You know that knee tweaking I talked about in my last post?! Yeah, it is still here and the consensus is that is is probably IT Band Syndrome..fun times :(. The best solution is to stay off of it, ice it and take anti-inflammatories (like I have time to stay off of it being a single mom right now…sigh). So, that means no running, elliptical, biking, lunges, squats, practically anything for at least a week after the injury, which means, I am out till Wednesday. Boo. So long as I can run with Bryan when we go see him, that is all I ask (oh, and be able to walk through the airport without the pain I am in now would be good too).

Anyway…

So, the whole weight thing…I’ve really been giving it a lots of thought in the past few days. When does enough become enough? Am I happy here or do I TRULY want to go lower or am I only set on going lower because I feel that is what I am expected to do? Like, I had surgery so I am expected to be tiny and if I gain 5 pounds, I am a failure?! I dunno. Originally, I had my goal set at 160 which was lower than what I weighed when Bryan and I got married. I was happy there. But, a few months into the process, I set a second goal for 140 because, well, I don’t know why. Maybe because it put me into a “normal” BMI?! Maybe because I am so short I felt like I needed to be smaller than 160, who knows. But, I was HAPPY at 165 and I am lower than that now.

Well, I have decided enough is enough. I am tired of constantly thinking about those “last few pounds”, tired of feeling guilty if I want a dessert. Heck, my original non-weight goal was to be able to shop anywhere again, i.e. a size 14. I am now a size 8/10 (I would be a solid 8 if I could get a tummy tuck but let’s not go there, very frustrated with the military about that issue) and finding clothes that fit is no issue. In fact I would LOVE to be done if only for the fact that I would allow myself to actually buy clothes again. This having a skeleton wardrobe because I don’t want to “waste” money sucks.

Done. I am done. I plan to keep up with my exercise because like I said in my last post it is a part of me now. Still make healthy choices but not focus on losing weight. I am also leaning towards moving my weigh-ins to every 2 weeks as opposed to every week. Bryan loves me the size I am now (not that he ever didn’t love me, but he actually told me tonight that I was perfect), now I need to learn to love ME.

Lacey

changes.

October 14, 2009

apple

Since I got my fill yesterday, I am going to jump back on track and get these last 20 pounds off. To do that, I must make some changes, so I am going to put them out there and I need YOUR help to keep me accountable.

Go off the Yaz. It is not helping my skin (which is why I started taking it again), nor my kooky cycles and instead is causing TONS of side effects (too many to list here). Let’s just say it did not do this to me when I took it last year but it will never again be in my body after I finish the pack Saturday. Bry has had the big “V”, so I don’t need it for the designed purpose anyway and they can figure something else out for the skin.

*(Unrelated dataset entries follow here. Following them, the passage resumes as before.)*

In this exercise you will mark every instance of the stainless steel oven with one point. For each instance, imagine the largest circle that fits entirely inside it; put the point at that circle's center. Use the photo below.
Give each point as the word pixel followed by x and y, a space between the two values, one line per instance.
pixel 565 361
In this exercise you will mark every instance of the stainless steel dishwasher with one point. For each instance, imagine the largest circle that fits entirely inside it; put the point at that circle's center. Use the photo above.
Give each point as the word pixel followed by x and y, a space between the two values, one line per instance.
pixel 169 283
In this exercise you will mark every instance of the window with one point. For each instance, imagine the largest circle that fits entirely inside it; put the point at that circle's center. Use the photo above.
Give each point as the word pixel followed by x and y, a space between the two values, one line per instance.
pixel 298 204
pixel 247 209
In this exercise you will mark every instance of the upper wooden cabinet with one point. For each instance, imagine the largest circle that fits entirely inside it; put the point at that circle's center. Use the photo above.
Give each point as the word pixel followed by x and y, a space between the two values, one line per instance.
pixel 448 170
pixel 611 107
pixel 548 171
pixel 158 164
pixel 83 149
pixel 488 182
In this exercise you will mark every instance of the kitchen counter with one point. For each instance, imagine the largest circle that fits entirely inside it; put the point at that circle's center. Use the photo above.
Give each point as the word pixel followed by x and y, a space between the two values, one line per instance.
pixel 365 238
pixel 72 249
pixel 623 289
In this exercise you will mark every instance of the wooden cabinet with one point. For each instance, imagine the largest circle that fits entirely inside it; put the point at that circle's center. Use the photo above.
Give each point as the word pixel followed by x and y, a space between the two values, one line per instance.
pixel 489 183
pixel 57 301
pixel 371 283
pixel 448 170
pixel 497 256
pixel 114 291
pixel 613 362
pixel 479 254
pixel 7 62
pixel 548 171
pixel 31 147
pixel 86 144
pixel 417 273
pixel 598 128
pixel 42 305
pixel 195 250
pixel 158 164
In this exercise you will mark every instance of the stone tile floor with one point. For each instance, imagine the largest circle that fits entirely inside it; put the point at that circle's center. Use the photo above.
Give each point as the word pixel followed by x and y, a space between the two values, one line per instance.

Eat my protein first. Easy enough.

Hit the gym or go running at least 3-4x a week. Not this 2 maybe 3 if I am lucky, like I have been doing the last few months.

Only eat ice cream when I am out. No more buying it for the house. I can’t ban it, I like it too much but I can’t have it in the house either because then I have no control.

I figure, that is a good start. It worked before when I was losing steadily, so there is no reason why it won’t again.